16A.3 Historical contribution of African dust outbreaks to northern tropical Atlantic temperatures

Friday, 14 May 2010: 10:45 AM
Arizona Ballroom 6 (JW MArriott Starr Pass Resort)
Amato Evan, University of Virginia, Charlottesville, VA; and S. Mukhopadhyay

Dust storms from Africa are a persistent feature in the skies over the northern tropical Atlantic, and strong variability in Atlantic dust cover has been observed on seasonal to decadal time scales. It is well known that over water surfaces the net radiative effect from mineral aerosols at the surface is negative, and recent work has shown that this reduction in downwelling radiation translates into localized cooling of the mixed layer.
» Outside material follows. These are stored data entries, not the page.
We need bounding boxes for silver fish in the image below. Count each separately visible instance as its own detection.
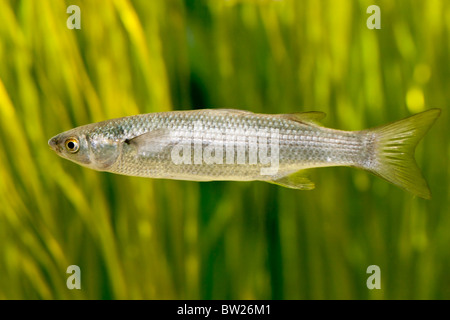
[48,108,440,199]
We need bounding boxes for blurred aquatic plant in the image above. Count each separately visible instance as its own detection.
[0,0,448,299]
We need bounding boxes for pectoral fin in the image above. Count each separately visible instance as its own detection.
[126,129,172,156]
[268,171,315,190]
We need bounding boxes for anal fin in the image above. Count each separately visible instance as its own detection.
[267,171,315,190]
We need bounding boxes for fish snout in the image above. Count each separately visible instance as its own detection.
[48,137,60,152]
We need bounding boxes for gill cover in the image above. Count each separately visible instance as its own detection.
[88,136,120,170]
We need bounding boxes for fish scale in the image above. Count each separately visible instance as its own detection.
[110,111,364,179]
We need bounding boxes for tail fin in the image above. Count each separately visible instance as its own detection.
[367,109,441,199]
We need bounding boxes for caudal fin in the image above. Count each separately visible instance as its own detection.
[367,109,441,199]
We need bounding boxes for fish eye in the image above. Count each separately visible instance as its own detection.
[65,138,80,153]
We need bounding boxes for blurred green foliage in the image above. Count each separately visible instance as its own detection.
[0,0,448,299]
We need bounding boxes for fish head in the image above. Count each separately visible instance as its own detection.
[48,125,120,171]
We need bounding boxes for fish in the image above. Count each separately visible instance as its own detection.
[48,108,440,199]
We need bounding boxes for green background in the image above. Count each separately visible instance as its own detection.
[0,0,448,299]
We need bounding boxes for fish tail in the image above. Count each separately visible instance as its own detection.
[366,109,441,199]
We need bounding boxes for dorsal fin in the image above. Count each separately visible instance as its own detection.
[282,111,326,126]
[217,108,255,114]
[193,108,255,114]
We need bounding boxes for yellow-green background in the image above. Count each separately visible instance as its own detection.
[0,0,448,299]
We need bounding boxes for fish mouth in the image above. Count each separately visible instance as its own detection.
[48,137,60,152]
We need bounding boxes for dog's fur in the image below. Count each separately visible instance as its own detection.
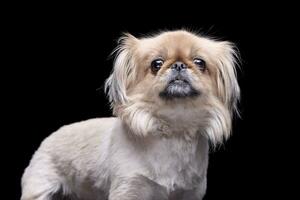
[21,30,240,200]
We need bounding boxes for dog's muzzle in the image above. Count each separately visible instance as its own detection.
[159,62,200,99]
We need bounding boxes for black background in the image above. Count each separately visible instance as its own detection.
[8,2,296,200]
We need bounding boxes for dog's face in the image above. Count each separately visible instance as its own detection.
[105,30,240,142]
[106,30,239,111]
[133,31,222,102]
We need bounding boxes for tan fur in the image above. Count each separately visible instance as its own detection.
[106,30,240,142]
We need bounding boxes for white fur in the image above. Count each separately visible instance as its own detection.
[21,118,208,200]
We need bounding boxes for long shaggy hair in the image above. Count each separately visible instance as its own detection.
[105,30,240,144]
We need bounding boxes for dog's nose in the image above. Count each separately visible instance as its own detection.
[171,61,187,71]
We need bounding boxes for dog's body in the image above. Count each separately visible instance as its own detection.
[21,30,240,200]
[22,117,208,200]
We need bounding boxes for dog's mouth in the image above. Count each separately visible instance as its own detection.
[159,77,200,99]
[169,79,189,85]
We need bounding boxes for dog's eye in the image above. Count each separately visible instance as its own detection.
[193,58,206,71]
[151,59,164,73]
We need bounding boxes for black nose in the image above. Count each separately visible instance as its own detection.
[171,61,187,71]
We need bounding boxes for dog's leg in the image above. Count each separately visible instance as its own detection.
[21,152,65,200]
[193,176,207,200]
[109,175,168,200]
[181,176,207,200]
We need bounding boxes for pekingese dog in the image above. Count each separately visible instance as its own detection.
[21,30,240,200]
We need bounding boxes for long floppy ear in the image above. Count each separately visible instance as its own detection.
[105,33,139,113]
[215,41,240,116]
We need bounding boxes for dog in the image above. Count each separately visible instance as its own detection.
[21,30,240,200]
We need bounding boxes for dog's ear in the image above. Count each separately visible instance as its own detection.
[214,41,240,116]
[105,33,139,113]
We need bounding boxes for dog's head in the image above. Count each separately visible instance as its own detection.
[105,30,240,144]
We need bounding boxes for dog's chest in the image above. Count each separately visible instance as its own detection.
[157,104,206,134]
[145,136,208,191]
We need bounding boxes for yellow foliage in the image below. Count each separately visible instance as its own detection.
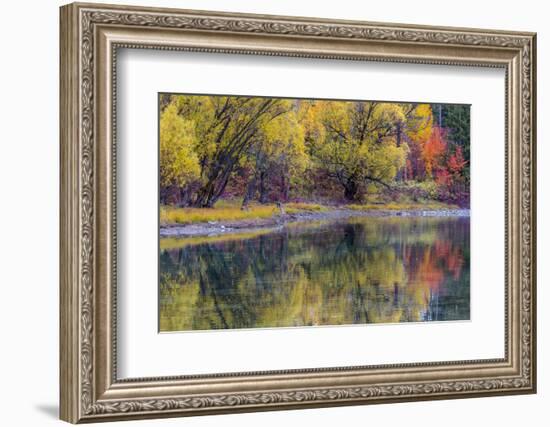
[406,103,433,145]
[304,101,409,192]
[159,103,200,188]
[254,109,308,177]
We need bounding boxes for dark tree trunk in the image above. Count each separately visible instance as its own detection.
[259,170,269,204]
[159,187,168,205]
[160,184,184,206]
[192,158,235,207]
[241,174,257,210]
[396,121,402,147]
[395,121,405,182]
[193,182,215,207]
[343,179,359,201]
[281,171,290,202]
[178,187,193,207]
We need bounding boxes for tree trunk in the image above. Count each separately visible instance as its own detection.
[177,186,196,207]
[159,187,168,205]
[396,121,402,147]
[241,174,257,210]
[259,170,269,204]
[343,179,359,201]
[281,171,290,202]
[193,182,215,207]
[192,163,232,208]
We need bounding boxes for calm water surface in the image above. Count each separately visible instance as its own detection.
[159,216,470,332]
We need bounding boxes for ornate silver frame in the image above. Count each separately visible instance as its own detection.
[60,2,537,423]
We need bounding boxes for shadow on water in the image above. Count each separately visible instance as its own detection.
[160,216,470,332]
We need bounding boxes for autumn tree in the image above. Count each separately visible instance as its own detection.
[159,103,200,204]
[436,144,469,204]
[241,107,307,207]
[403,104,433,181]
[422,126,447,178]
[158,95,470,209]
[439,104,470,181]
[301,101,408,201]
[169,95,295,207]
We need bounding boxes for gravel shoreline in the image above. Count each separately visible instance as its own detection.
[160,208,470,238]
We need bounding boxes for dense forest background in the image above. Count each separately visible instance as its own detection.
[159,94,470,209]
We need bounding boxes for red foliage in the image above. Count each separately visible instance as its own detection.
[422,126,447,177]
[447,146,467,175]
[405,140,426,181]
[434,168,452,187]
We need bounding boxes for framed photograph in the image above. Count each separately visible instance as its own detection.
[60,2,537,423]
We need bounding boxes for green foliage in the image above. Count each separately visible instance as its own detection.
[437,104,471,179]
[440,104,470,148]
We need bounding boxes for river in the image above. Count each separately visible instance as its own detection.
[159,215,470,332]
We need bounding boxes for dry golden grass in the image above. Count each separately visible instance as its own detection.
[160,200,336,225]
[347,201,458,211]
[160,203,277,225]
[285,202,329,214]
[160,199,458,226]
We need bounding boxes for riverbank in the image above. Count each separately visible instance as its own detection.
[160,207,470,238]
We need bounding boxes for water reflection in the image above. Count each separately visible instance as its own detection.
[159,216,470,331]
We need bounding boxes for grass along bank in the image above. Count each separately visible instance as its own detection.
[160,199,460,226]
[347,201,458,211]
[160,201,327,226]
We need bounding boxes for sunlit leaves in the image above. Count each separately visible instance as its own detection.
[159,95,469,206]
[406,103,433,145]
[248,108,308,190]
[302,101,409,200]
[422,126,447,178]
[159,103,200,188]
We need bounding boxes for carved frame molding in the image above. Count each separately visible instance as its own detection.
[60,2,536,423]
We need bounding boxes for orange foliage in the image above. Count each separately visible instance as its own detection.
[447,145,467,175]
[422,126,447,178]
[402,237,465,297]
[416,247,445,292]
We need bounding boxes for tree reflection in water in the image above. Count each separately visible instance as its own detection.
[159,217,470,332]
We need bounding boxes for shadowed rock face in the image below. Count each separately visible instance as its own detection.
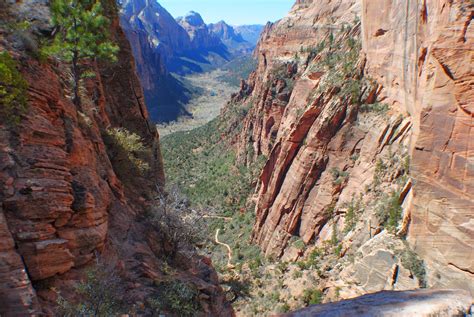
[0,1,231,315]
[230,0,473,296]
[176,11,223,52]
[282,289,473,317]
[209,21,246,44]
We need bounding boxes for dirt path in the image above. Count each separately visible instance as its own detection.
[215,229,234,268]
[203,215,233,221]
[157,69,239,136]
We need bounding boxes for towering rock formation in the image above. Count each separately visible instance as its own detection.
[119,0,193,122]
[209,21,257,55]
[176,11,223,52]
[119,1,252,122]
[230,0,473,297]
[0,1,231,315]
[209,21,246,44]
[362,0,474,293]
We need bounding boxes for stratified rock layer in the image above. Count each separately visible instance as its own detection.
[0,1,231,315]
[232,0,473,295]
[363,0,474,293]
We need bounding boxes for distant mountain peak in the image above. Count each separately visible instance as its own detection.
[209,21,245,43]
[178,10,205,26]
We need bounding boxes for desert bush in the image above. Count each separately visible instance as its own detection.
[149,187,205,259]
[400,247,427,288]
[360,102,389,114]
[105,127,150,175]
[343,196,361,233]
[57,261,125,316]
[376,191,402,232]
[148,280,201,317]
[330,167,349,185]
[0,51,28,126]
[302,288,323,305]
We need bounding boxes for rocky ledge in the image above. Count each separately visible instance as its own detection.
[283,289,473,317]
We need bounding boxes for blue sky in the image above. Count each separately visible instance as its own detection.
[159,0,295,25]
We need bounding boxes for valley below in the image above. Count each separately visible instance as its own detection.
[0,0,472,316]
[157,69,240,136]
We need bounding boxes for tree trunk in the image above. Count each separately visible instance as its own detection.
[72,51,81,108]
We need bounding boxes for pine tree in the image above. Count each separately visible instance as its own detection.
[48,0,119,107]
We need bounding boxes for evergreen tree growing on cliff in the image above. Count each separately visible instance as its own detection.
[48,0,119,107]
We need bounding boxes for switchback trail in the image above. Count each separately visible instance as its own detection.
[215,229,234,268]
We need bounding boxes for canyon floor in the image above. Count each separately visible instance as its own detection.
[157,69,240,136]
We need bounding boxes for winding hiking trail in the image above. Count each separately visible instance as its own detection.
[215,229,234,268]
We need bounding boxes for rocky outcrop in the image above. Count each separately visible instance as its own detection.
[177,11,222,51]
[209,21,245,44]
[0,1,231,315]
[230,0,473,299]
[361,0,474,293]
[283,289,473,317]
[208,21,255,55]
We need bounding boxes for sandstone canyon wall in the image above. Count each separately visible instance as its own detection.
[362,0,474,295]
[230,0,473,297]
[0,1,230,315]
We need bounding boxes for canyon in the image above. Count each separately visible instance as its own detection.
[162,0,473,314]
[0,0,473,316]
[0,0,231,315]
[119,0,263,122]
[231,0,473,294]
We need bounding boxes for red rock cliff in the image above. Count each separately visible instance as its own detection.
[0,1,231,315]
[232,0,473,296]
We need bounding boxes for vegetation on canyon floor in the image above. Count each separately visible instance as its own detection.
[3,3,430,314]
[160,21,428,316]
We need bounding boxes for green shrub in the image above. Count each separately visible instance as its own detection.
[343,197,361,234]
[330,167,349,185]
[331,221,339,246]
[57,263,125,316]
[292,270,303,279]
[0,52,28,126]
[105,128,150,174]
[292,238,306,251]
[400,247,426,288]
[302,288,323,305]
[149,280,201,317]
[278,302,291,313]
[360,102,389,114]
[376,191,402,232]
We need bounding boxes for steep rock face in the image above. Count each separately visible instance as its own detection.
[209,21,245,44]
[362,0,474,292]
[119,0,192,122]
[0,1,231,315]
[232,0,473,297]
[177,11,222,51]
[234,25,265,45]
[120,0,192,60]
[208,21,255,54]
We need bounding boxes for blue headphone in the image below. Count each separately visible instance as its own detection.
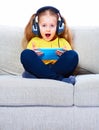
[32,6,65,36]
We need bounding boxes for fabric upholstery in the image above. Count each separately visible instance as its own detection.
[0,76,73,106]
[0,107,99,130]
[0,25,24,75]
[74,74,99,106]
[72,27,99,74]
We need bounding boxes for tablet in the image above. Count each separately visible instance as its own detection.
[39,48,63,60]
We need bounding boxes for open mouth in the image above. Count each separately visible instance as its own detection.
[45,33,51,38]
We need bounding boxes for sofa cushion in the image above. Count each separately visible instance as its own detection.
[74,74,99,106]
[72,27,99,74]
[0,25,24,75]
[0,76,74,106]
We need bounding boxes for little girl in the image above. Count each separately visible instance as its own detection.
[20,6,79,85]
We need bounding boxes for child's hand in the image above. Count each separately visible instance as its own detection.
[32,42,43,56]
[56,50,65,56]
[34,49,43,56]
[56,46,67,56]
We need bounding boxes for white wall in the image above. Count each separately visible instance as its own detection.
[0,0,99,27]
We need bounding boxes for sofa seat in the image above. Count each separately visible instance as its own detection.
[0,76,73,106]
[75,74,99,106]
[0,74,99,108]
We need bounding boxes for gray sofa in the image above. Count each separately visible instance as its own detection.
[0,25,99,130]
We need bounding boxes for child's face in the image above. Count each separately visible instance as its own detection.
[38,12,57,41]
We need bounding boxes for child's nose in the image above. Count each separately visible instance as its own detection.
[46,26,50,31]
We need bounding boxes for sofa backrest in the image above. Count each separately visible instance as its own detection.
[72,26,99,74]
[0,25,99,75]
[0,25,24,75]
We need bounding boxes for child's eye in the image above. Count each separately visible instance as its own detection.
[42,24,46,27]
[51,25,54,27]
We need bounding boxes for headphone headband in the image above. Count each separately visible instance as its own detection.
[36,6,60,16]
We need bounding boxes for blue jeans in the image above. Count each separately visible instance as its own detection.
[20,49,79,80]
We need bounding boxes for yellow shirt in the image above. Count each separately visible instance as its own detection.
[27,37,72,64]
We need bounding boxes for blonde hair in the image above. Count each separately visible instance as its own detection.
[21,9,73,49]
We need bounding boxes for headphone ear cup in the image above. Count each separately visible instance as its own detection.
[57,21,64,35]
[32,22,40,36]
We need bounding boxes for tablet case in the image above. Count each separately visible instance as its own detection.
[39,48,63,60]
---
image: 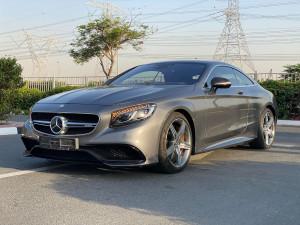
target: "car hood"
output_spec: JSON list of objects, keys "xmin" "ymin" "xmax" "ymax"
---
[{"xmin": 37, "ymin": 85, "xmax": 184, "ymax": 106}]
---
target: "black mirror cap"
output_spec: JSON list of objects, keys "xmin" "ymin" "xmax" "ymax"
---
[{"xmin": 210, "ymin": 77, "xmax": 231, "ymax": 91}]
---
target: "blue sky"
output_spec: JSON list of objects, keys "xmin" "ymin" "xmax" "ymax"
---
[{"xmin": 1, "ymin": 0, "xmax": 300, "ymax": 76}]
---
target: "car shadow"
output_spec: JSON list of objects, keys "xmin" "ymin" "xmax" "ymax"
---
[{"xmin": 42, "ymin": 150, "xmax": 300, "ymax": 225}]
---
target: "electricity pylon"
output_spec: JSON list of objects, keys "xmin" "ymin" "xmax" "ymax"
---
[
  {"xmin": 213, "ymin": 0, "xmax": 255, "ymax": 72},
  {"xmin": 10, "ymin": 29, "xmax": 66, "ymax": 77},
  {"xmin": 85, "ymin": 0, "xmax": 126, "ymax": 20}
]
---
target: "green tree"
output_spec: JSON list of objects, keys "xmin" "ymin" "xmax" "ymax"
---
[
  {"xmin": 0, "ymin": 57, "xmax": 24, "ymax": 89},
  {"xmin": 282, "ymin": 64, "xmax": 300, "ymax": 81},
  {"xmin": 0, "ymin": 57, "xmax": 24, "ymax": 120},
  {"xmin": 70, "ymin": 14, "xmax": 155, "ymax": 79}
]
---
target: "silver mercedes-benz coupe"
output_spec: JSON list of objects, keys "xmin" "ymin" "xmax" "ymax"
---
[{"xmin": 21, "ymin": 60, "xmax": 277, "ymax": 173}]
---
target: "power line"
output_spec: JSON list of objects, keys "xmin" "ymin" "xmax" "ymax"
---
[{"xmin": 0, "ymin": 16, "xmax": 88, "ymax": 36}]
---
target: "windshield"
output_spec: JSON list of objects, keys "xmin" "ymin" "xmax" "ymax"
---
[{"xmin": 110, "ymin": 62, "xmax": 206, "ymax": 85}]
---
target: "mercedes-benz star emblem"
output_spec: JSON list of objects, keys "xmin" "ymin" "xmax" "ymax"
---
[{"xmin": 50, "ymin": 116, "xmax": 67, "ymax": 135}]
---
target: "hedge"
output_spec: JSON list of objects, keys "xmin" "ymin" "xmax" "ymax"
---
[
  {"xmin": 1, "ymin": 81, "xmax": 300, "ymax": 120},
  {"xmin": 259, "ymin": 80, "xmax": 300, "ymax": 120},
  {"xmin": 0, "ymin": 86, "xmax": 84, "ymax": 117}
]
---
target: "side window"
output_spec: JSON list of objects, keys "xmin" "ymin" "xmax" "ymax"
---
[
  {"xmin": 206, "ymin": 67, "xmax": 238, "ymax": 87},
  {"xmin": 233, "ymin": 69, "xmax": 254, "ymax": 86}
]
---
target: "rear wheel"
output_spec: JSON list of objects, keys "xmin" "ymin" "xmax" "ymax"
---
[
  {"xmin": 157, "ymin": 112, "xmax": 193, "ymax": 173},
  {"xmin": 250, "ymin": 108, "xmax": 275, "ymax": 149}
]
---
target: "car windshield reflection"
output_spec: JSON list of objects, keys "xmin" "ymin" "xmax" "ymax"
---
[{"xmin": 110, "ymin": 62, "xmax": 206, "ymax": 86}]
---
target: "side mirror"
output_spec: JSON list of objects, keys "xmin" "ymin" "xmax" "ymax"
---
[
  {"xmin": 103, "ymin": 78, "xmax": 112, "ymax": 85},
  {"xmin": 210, "ymin": 77, "xmax": 231, "ymax": 92}
]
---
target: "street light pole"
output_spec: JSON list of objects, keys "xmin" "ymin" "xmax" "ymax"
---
[{"xmin": 57, "ymin": 61, "xmax": 60, "ymax": 76}]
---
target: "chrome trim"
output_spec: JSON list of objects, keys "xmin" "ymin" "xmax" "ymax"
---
[
  {"xmin": 31, "ymin": 112, "xmax": 100, "ymax": 136},
  {"xmin": 65, "ymin": 122, "xmax": 97, "ymax": 128},
  {"xmin": 33, "ymin": 120, "xmax": 51, "ymax": 125},
  {"xmin": 33, "ymin": 120, "xmax": 97, "ymax": 128}
]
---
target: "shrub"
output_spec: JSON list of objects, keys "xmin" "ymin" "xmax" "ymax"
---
[
  {"xmin": 0, "ymin": 57, "xmax": 24, "ymax": 89},
  {"xmin": 6, "ymin": 86, "xmax": 84, "ymax": 114},
  {"xmin": 11, "ymin": 87, "xmax": 44, "ymax": 111},
  {"xmin": 0, "ymin": 89, "xmax": 12, "ymax": 120},
  {"xmin": 87, "ymin": 80, "xmax": 104, "ymax": 86},
  {"xmin": 259, "ymin": 80, "xmax": 300, "ymax": 120},
  {"xmin": 44, "ymin": 86, "xmax": 84, "ymax": 97}
]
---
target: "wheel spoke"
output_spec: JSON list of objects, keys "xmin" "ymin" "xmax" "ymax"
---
[
  {"xmin": 177, "ymin": 122, "xmax": 186, "ymax": 141},
  {"xmin": 264, "ymin": 114, "xmax": 268, "ymax": 124},
  {"xmin": 269, "ymin": 131, "xmax": 274, "ymax": 138},
  {"xmin": 179, "ymin": 141, "xmax": 191, "ymax": 150},
  {"xmin": 264, "ymin": 131, "xmax": 269, "ymax": 144},
  {"xmin": 166, "ymin": 145, "xmax": 176, "ymax": 156},
  {"xmin": 169, "ymin": 124, "xmax": 177, "ymax": 139},
  {"xmin": 267, "ymin": 117, "xmax": 273, "ymax": 127},
  {"xmin": 176, "ymin": 148, "xmax": 182, "ymax": 166}
]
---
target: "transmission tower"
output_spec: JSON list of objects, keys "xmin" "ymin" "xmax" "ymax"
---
[
  {"xmin": 85, "ymin": 0, "xmax": 126, "ymax": 20},
  {"xmin": 10, "ymin": 29, "xmax": 66, "ymax": 77},
  {"xmin": 213, "ymin": 0, "xmax": 255, "ymax": 72}
]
Recent studies have also demonstrated that over the last quarter century roughly 25% of the observed upward trend in sea surface temperatures can be attributed to declines in Atlantic dust cover over the same time period. However, to-date observation-based studies of the effect of African dust have been limited to the last 25 years, and therefore it is unknown to what extent dust plays a role in observed decadal scale variability of tropical Atlantic temperatures,

Here we use a new proxy dust record obtained from the Crustal 4He flux of coral at Cape Verde to examine the effect of dust on ocean temperature from 1955 through the present. We develop a statistical model for using this proxy record to extend back in time spatially explicit satellite dust optical depth retrievals, and then use this reconstructed 60-year “satellite” climatology to estimate dust surface forcing using a simple radiative transfer model. We examine the effect of African dust outbreaks on decadal scale surface and subsurface northern tropical Atlantic temperature anomalies using a stochastic mixed-layer model and an ocean GCM.